Phil-ThePower-Pearce commented 4 years ago

aws ec2 t2.medium ubuntu 18.04 instance 2 vCPUs, 4Gb Memory

Only running AIL, and only importing feeds from CIRCL

Terrtia commented 4 years ago

It seem like the Indexer run out of memory. The minimum configuration is at least 2 CPUs and 8GB of memory.

Phil-ThePower-Pearce commented 4 years ago

Im rebuilding the ec2 instance with the above settings.
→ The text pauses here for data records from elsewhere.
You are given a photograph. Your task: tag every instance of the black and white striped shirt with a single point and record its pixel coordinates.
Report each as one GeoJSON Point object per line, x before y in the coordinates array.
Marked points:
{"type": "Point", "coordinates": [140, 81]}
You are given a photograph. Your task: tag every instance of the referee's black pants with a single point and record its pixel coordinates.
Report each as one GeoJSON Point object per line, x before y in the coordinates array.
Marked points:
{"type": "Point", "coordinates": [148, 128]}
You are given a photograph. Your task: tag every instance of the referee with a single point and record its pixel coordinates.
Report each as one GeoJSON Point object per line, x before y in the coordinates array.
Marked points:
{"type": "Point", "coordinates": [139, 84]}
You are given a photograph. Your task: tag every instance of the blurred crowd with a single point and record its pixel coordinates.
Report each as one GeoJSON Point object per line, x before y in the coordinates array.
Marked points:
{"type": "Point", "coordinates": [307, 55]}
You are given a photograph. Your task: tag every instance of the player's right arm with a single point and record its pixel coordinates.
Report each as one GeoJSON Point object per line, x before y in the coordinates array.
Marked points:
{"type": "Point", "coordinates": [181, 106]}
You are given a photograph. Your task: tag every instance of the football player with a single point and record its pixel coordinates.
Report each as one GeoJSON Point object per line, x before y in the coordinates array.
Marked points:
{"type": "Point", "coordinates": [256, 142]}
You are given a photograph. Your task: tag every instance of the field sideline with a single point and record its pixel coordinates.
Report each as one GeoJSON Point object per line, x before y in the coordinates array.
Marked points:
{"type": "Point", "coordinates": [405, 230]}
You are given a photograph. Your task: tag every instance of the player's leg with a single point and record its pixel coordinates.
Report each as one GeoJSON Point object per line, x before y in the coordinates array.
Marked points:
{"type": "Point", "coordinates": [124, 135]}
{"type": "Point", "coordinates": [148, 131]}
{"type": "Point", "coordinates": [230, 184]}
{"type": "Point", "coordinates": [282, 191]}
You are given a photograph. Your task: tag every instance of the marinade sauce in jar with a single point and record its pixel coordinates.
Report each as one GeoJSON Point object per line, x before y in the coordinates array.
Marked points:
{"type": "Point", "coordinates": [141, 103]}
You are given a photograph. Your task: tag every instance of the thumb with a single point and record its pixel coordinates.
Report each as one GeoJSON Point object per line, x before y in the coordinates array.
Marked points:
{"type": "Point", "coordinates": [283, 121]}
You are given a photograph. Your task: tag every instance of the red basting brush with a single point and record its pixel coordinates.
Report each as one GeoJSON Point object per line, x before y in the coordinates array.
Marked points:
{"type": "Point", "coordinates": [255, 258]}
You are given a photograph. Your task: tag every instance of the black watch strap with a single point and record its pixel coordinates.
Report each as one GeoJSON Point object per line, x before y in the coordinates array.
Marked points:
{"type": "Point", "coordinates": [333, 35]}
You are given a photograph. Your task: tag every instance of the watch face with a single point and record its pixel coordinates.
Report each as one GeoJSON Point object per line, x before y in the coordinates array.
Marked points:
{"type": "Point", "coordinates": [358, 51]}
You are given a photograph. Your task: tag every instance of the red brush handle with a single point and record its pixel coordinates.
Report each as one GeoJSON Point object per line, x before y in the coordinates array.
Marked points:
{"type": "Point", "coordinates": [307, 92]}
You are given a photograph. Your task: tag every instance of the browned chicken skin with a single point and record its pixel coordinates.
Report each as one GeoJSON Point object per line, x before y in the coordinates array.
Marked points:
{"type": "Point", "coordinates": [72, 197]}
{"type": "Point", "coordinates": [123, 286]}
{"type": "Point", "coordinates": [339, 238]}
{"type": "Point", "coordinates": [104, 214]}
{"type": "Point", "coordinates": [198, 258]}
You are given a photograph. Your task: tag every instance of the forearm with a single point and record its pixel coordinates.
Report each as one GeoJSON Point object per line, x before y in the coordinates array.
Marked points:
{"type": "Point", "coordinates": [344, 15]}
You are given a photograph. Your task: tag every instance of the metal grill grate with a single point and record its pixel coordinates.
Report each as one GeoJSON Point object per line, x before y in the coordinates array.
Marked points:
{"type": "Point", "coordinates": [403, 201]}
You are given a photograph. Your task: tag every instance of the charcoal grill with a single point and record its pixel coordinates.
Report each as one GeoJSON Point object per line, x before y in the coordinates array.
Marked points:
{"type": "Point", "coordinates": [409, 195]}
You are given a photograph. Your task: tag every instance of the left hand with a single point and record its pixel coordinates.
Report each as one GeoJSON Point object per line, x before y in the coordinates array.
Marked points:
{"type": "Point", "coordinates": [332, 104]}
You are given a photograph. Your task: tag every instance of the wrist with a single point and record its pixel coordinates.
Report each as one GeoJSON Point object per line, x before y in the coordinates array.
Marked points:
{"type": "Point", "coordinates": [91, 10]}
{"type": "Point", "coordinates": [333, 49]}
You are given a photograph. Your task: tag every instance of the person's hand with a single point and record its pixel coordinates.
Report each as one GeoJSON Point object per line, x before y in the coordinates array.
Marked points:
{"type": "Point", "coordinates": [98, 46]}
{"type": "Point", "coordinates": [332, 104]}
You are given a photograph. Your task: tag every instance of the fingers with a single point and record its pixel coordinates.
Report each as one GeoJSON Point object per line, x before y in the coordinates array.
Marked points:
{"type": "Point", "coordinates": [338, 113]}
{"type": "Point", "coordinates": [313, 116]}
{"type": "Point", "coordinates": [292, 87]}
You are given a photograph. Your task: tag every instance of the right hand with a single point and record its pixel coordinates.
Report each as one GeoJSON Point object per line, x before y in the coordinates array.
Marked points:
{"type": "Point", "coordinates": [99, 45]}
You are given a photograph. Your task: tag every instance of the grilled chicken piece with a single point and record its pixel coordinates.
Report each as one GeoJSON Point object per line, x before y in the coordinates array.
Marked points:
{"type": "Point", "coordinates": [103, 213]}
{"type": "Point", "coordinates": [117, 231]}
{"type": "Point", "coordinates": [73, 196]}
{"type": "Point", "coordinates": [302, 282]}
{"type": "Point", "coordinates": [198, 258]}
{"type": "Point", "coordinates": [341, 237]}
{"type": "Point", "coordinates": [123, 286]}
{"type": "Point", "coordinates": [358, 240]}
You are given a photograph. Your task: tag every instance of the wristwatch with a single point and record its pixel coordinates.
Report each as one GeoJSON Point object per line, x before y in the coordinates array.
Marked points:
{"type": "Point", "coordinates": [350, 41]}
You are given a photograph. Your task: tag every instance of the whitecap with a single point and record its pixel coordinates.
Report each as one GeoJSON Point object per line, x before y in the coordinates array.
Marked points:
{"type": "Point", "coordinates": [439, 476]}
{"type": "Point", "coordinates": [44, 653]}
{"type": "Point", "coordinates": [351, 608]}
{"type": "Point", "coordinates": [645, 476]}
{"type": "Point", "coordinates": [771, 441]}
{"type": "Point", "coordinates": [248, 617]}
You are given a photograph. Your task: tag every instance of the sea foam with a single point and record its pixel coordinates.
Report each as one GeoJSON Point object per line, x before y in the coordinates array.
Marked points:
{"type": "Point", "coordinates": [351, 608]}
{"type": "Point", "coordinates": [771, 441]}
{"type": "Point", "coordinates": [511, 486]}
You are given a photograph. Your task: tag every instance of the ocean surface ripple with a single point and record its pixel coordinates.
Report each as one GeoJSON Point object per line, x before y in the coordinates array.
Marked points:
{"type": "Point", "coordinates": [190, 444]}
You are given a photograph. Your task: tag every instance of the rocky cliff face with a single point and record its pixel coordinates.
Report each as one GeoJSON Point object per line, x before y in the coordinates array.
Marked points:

Will retry

Phil-ThePower-Pearce commented 4 years ago

On your advice I created an ec2 instance with 2 cpus and 8gb memory

TermTracker

`Traceback (most recent call last):
  File "./TermTrackerMod.py", line 79, in <module>
    dict_words_freq = Term.get_text_word_frequency(item_content)
  File "/home/ubuntu/Apps/AIL-framework/bin/packages/Term.py", line 96, in get_text_word_frequency
    words_dict[word] += 1
  File "./TermTrackerMod.py", line 34, in timeout_handler
    raise TimeoutException
__main__.TimeoutException

During handling of the above exception, another exception occurred:

Traceback (most recent call last):
  File "./TermTrackerMod.py", line 81, in <module>
    print ("{0} processing timeout".format(paste.p_rel_path))
NameError: name 'paste' is not defined

`

keys:

`Traceback (most recent call last):
  File "./Keys.py", line 168, in <module>
    paste = Paste.Paste(message)
  File "/home/ubuntu/Apps/AIL-framework/bin/packages/Paste.py", line 79, in __init__
    self.p_mime = magic.from_buffer(self.get_p_content(), mime=True)
  File "/home/ubuntu/Apps/AIL-framework/AILENV/lib/python3.6/site-packages/magic.py", line 148, in from_buffer
    return m.from_buffer(buffer)
  File "/home/ubuntu/Apps/AIL-framework/AILENV/lib/python3.6/site-packages/magic.py", line 82, in from_buffer
    return self._handle509Bug(e)
  File "/home/ubuntu/Apps/AIL-framework/AILENV/lib/python3.6/site-packages/magic.py", line 101, in _handle509Bug
    raise e
  File "/home/ubuntu/Apps/AIL-framework/AILENV/lib/python3.6/site-packages/magic.py", line 80, in from_buffer
    return maybe_decode(magic_buffer(self.cookie, buf))
  File "/home/ubuntu/Apps/AIL-framework/AILENV/lib/python3.6/site-packages/magic.py", line 255, in magic_buffer
    return _magic_buffer(cookie, buf, len(buf))
  File "/home/ubuntu/Apps/AIL-framework/AILENV/lib/python3.6/site-packages/magic.py", line 188, in errorcheck_null
    raise MagicException(err)
magic.MagicException: b'cannot allocate 172513878 bytes (Cannot allocate memory)'
`